- Born: Pedro Adolfo Francisco de Matheu Montalvo 5 June 1900 Santa Ana, El Salvador
- Died: 22 April 1965 (aged 64) Madrid, Spain
- Occupation: Artist

= Pedro de Matheu =

Salvadoran artist

Pedro "Pierre" Adolfo Francisco de Matheu Montalvo (5 June 1900 - 22 April 1965) was a Salvadoran artist. Born in Santa Ana, he moved to Europe with his family at the age of three. By the 1920s, he studied at the École des Beaux-Arts and worked in the workshops of painters Claudio Castelucho and Alexander Altmann. His artwork was exhibited in multiple museums in France before moving back to Spain. His work was part of the art competition at the 1932 Summer Olympics.

==Biography==
Pedro "Pierre" Adolfo Francisco de Matheu Montalvo was born on 5 June 1900 in Santa Ana, El Salvador.

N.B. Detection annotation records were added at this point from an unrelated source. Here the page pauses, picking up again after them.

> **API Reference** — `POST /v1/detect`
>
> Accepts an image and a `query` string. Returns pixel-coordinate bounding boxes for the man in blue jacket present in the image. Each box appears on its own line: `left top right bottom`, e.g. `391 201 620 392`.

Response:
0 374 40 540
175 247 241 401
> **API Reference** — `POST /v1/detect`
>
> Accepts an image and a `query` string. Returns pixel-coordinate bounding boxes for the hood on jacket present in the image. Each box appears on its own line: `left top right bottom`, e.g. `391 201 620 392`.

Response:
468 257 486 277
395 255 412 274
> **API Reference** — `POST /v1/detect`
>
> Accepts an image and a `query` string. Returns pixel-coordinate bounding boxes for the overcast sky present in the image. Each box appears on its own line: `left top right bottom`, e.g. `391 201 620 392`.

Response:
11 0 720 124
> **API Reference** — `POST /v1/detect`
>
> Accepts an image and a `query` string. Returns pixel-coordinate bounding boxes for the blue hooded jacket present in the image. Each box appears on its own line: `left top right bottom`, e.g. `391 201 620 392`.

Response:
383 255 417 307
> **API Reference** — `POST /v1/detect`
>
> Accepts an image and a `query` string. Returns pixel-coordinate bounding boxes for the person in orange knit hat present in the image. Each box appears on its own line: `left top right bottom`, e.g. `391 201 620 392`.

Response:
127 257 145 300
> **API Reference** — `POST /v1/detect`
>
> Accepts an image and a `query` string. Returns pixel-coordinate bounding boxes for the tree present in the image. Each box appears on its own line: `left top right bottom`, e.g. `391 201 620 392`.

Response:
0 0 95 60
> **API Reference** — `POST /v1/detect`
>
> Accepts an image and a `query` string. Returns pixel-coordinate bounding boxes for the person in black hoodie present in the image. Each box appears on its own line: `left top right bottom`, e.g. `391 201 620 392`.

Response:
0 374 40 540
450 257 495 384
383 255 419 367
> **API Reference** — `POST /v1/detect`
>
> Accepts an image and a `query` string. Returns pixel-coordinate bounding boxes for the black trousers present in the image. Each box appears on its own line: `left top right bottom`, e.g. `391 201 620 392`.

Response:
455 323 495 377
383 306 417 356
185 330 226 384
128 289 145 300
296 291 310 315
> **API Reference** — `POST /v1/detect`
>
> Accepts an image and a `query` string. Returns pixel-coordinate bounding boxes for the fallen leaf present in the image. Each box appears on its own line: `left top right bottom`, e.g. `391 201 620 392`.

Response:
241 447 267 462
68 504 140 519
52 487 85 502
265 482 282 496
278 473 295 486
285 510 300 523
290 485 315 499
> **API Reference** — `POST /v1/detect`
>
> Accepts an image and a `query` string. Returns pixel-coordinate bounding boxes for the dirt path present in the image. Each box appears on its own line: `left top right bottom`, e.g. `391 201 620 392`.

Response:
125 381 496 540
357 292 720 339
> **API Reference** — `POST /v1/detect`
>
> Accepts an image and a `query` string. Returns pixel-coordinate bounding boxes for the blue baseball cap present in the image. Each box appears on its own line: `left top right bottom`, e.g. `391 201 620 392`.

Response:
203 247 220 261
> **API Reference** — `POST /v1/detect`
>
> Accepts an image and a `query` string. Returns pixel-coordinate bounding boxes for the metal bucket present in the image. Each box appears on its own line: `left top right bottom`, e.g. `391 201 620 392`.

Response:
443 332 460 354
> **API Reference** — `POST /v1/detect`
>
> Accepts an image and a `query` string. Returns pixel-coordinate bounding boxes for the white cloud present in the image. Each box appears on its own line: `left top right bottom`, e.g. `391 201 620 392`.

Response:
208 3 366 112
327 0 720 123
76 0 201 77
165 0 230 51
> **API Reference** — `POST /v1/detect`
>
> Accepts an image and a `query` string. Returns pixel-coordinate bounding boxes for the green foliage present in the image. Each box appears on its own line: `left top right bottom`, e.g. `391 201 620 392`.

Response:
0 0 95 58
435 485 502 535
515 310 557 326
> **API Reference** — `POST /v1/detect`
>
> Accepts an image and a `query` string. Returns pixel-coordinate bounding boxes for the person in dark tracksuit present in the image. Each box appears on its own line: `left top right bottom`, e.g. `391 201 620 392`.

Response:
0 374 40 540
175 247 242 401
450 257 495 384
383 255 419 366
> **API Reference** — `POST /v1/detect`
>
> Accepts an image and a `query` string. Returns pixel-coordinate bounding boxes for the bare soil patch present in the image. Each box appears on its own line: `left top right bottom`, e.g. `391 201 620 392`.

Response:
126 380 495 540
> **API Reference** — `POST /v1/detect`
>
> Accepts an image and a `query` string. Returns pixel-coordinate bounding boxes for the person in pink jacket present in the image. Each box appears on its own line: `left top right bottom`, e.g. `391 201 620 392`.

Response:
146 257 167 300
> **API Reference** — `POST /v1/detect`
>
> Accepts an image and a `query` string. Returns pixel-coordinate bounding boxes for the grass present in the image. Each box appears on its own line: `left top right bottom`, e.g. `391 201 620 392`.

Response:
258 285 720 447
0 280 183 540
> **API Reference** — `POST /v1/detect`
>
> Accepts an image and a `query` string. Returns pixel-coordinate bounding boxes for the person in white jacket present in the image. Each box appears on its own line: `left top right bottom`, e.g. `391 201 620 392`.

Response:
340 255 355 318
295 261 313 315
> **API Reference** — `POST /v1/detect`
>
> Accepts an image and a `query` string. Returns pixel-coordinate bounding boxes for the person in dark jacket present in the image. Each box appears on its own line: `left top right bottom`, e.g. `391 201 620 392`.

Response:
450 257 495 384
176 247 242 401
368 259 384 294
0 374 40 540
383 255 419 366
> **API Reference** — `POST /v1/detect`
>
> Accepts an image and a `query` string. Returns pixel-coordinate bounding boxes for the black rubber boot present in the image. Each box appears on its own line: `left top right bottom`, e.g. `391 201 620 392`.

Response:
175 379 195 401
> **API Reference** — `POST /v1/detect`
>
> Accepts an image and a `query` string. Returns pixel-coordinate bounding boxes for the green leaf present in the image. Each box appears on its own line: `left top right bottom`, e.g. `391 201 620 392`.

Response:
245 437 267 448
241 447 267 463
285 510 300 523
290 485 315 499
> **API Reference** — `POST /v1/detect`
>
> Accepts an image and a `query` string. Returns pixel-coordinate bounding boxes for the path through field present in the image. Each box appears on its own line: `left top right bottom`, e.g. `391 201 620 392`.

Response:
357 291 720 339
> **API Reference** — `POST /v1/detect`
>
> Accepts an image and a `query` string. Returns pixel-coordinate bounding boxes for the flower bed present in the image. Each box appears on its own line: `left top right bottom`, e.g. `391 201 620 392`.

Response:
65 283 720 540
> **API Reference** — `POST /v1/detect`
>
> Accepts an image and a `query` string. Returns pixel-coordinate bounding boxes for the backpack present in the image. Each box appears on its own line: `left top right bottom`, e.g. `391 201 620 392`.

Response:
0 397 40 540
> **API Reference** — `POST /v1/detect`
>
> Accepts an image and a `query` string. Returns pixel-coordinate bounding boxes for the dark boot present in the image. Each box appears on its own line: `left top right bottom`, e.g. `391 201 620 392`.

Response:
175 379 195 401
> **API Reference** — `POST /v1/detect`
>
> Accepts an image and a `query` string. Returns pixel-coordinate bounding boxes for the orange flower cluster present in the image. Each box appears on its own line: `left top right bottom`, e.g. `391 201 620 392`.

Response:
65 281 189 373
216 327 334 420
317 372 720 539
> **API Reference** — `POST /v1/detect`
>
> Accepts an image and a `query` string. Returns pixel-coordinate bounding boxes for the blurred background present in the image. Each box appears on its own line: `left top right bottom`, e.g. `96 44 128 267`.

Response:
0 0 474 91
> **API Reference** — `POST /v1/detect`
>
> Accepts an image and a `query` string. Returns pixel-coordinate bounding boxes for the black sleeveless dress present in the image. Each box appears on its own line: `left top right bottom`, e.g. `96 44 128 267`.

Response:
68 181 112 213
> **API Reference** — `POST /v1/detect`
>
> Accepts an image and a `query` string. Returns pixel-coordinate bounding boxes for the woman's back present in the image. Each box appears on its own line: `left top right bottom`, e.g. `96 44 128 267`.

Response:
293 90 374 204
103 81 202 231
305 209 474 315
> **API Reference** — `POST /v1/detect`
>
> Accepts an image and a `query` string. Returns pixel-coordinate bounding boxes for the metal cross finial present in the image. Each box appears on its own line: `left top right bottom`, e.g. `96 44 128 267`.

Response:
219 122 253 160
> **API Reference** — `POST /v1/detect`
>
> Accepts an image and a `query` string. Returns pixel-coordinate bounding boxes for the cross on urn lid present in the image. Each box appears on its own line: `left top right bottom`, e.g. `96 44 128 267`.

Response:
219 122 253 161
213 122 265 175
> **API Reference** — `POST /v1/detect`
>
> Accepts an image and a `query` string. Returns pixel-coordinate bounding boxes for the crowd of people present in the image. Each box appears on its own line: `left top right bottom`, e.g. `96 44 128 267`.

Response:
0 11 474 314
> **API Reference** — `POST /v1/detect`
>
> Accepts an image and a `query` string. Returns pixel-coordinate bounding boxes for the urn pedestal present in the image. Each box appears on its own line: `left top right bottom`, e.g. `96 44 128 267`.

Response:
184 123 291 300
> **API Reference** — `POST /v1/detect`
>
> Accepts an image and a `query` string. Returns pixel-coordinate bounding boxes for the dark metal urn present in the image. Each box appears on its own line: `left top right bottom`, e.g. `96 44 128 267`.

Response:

His father, Pedro Jaime de Matheu Salazar, was the El Salvadorian ambassador to Spain and a member of the International Olympic Committee. de Matheu's cousin was Manuel de Falla, a Spanish musician.

At the age of three, de Matheu and his family moved to Europe and would live there for the rest of his life. For his education in the 1920s, he studied at the École des Beaux-Arts in Paris, France. He divided his time living in France and in Spain, where most of his family resided. In addition to his own studio, he worked in the workshops of painters Claudio Castelucho and Alexander Altmann. From 1923 to 1925, de Matheu's own art was exhibited in multiple museums such as the Maison de L'Amérique latine, Palais Galliera, and Galeries Georges Petit. In 1927, he moved to Spain permanently, living in Puerto Real.

Outside of painting, he also practiced interior design. For the 1932 Summer Olympics held in Los Angeles, United States, he submitted four works for the art competitions. Though, it is unknown whether his works were paintings or a different medium.

In 1941, his art was exhibited in El Salvador for the first time, doing so in the Ministry of Foreign Affairs' gallery. In 1950, he met fellow Salvadorian artist Carlos Cañas in Paris and befriended him. Four years later, de Matheu visited El Salvador for the first time since he was three to hold another exhibition, doing so in San Salvador. He later died on 22 April 1965 in Madrid, Spain, at the age of 66.